We understand that you are investigating the targeted advertising service offered by Phorm through co-operation agreements with BT, Talk Talk, Virgin Media and other Internet Service Providers.

The provision of this service depends on classifying Internet users to enable advertising to be targeted on their interests. Their interests are to be ascertained for this purpose by scanning and analysing the content of traffic between users and the websites they visit.

This activity involves the processing of personal data about Internet users. That data may include sensitive personal data, because it will include the search terms entered by users into search engines, and these can easily reveal information about such matters as political opinions, sexual proclivities, religious views, and health.

Users are apparently to be allocated pseudonyms for some of the processing, but at various processing stages the personal data can be linked to the pseudonym, the pseudonym can be linked to the IP address used, and the IP address can be linked to the user. Although we understand that this linkage will not be standard operating practice, it can nevertheless be performed.

Many users will also be identifiable from the content of the data scanned, since it will include email sent or retrieved by users of web-based email, and messages viewable by those authorised to gain access to individual pages of social networking sites.

Although some web-based email systems operate using "https:" end-to-end encryption, which would prevent interception, this is far from ubiquitous. It might be possible for Phorm to configure the service to exclude a handful of the more high-profile web-mail and social networking systems.

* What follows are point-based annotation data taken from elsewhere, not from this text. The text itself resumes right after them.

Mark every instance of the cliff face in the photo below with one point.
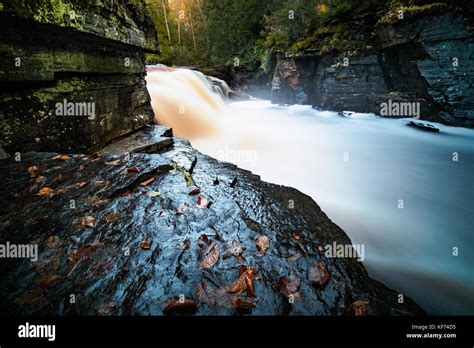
(427, 59)
(72, 73)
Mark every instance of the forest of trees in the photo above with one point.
(244, 34)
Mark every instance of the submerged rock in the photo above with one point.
(91, 240)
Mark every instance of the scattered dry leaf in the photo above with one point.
(33, 170)
(179, 305)
(61, 157)
(112, 217)
(45, 191)
(203, 202)
(211, 258)
(195, 192)
(146, 244)
(115, 163)
(86, 221)
(52, 241)
(262, 243)
(318, 274)
(289, 285)
(147, 182)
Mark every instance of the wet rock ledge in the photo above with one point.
(148, 225)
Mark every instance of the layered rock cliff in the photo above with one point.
(72, 73)
(426, 57)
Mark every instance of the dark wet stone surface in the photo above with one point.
(128, 248)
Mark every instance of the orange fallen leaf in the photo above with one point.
(61, 157)
(203, 202)
(262, 243)
(82, 184)
(147, 182)
(194, 192)
(86, 221)
(115, 163)
(33, 171)
(45, 191)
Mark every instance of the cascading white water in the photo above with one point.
(357, 169)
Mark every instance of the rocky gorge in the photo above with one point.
(130, 219)
(420, 56)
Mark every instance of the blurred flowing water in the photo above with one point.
(357, 169)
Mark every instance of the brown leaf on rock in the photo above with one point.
(106, 308)
(211, 258)
(184, 245)
(289, 285)
(61, 158)
(82, 184)
(146, 244)
(132, 170)
(115, 163)
(205, 294)
(318, 274)
(244, 282)
(195, 192)
(182, 209)
(147, 182)
(85, 221)
(234, 248)
(52, 241)
(203, 202)
(102, 182)
(359, 308)
(179, 305)
(45, 191)
(262, 243)
(33, 170)
(112, 217)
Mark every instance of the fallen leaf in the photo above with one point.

But there are no available methods of detecting the tens or perhaps hundreds of thousands of other, low usage, often semi-private systems which currently provide web-mail or social networking in chat rooms or similar environments.

Classification by scanning in this way seems to us to be highly intrusive. We think that it should not be undertaken without explicit consent from users who have been given particularly clear information about what is liable to be scanned. Users should have to opt in to such a system, not merely be given an opportunity to opt out. We believe this is also required under European data protection law; failure to establish a clear and transparent "opt-in" system is likely to render the entire process illegal and open to challenge in UK and European courts.

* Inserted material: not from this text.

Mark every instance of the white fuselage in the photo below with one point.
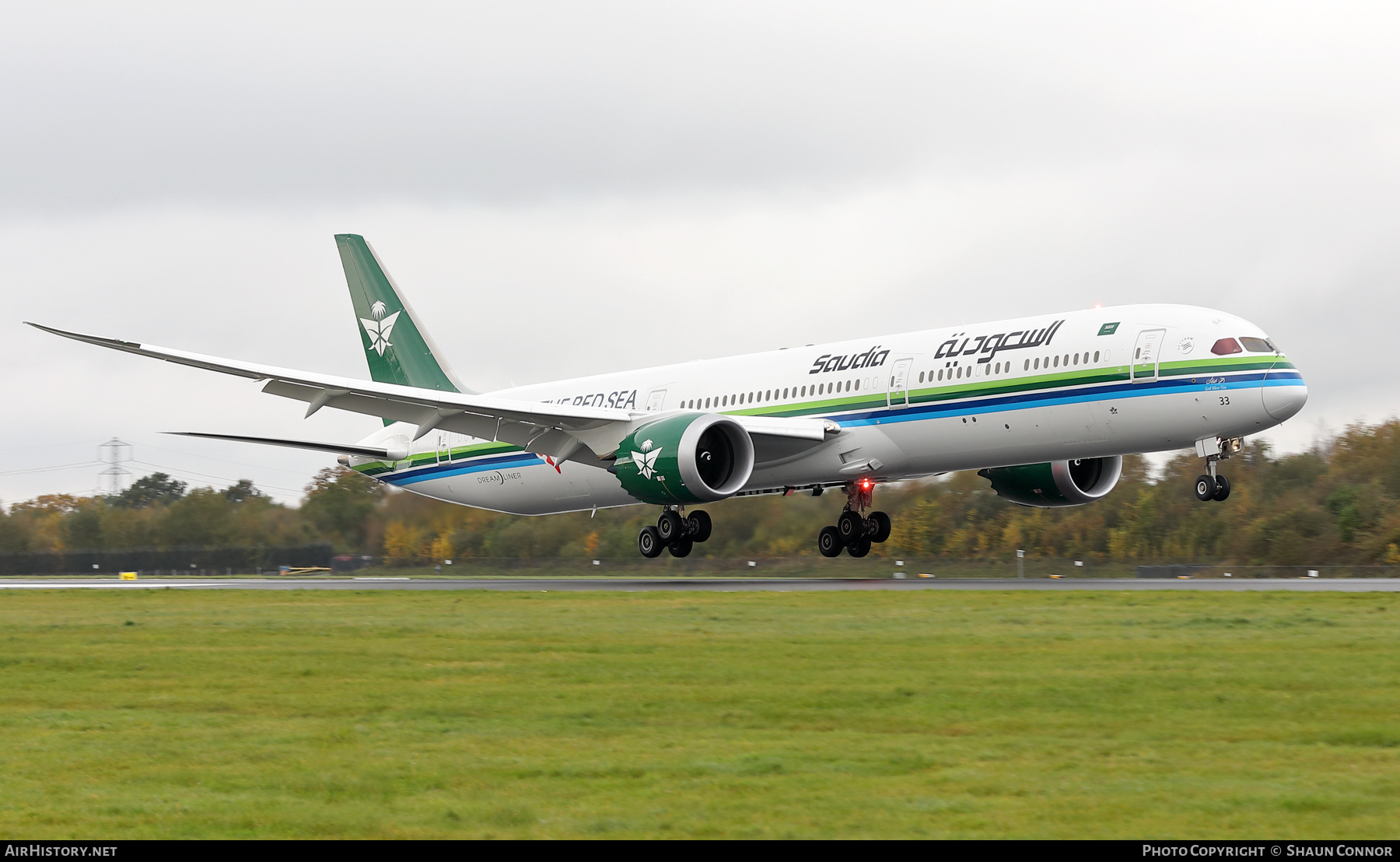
(1085, 384)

It would be specially objectionable if opting out were to depend on the maintenance by the user of a cookie, since many reasonable users regularly clear all cookies; nor should users be expected to opt out by blocking one or more websites, since many may not understand how to do this or may make errors in trying to do so.

Classifying users by scanning the content of their communications involves interception in the sense of s1 and s2 of the Regulation of Investigatory Powers Act 2000. That is because classification cannot be done without the content being made available to the person doing the classifying. The fact that he does so by the application of machinery which avoids the need for him to read the content is irrelevant -- it is clear, for example, from ss16(1) that material is to be treated as intercepted even before classification or examination and despite the fact that it may not be lawful to examine it.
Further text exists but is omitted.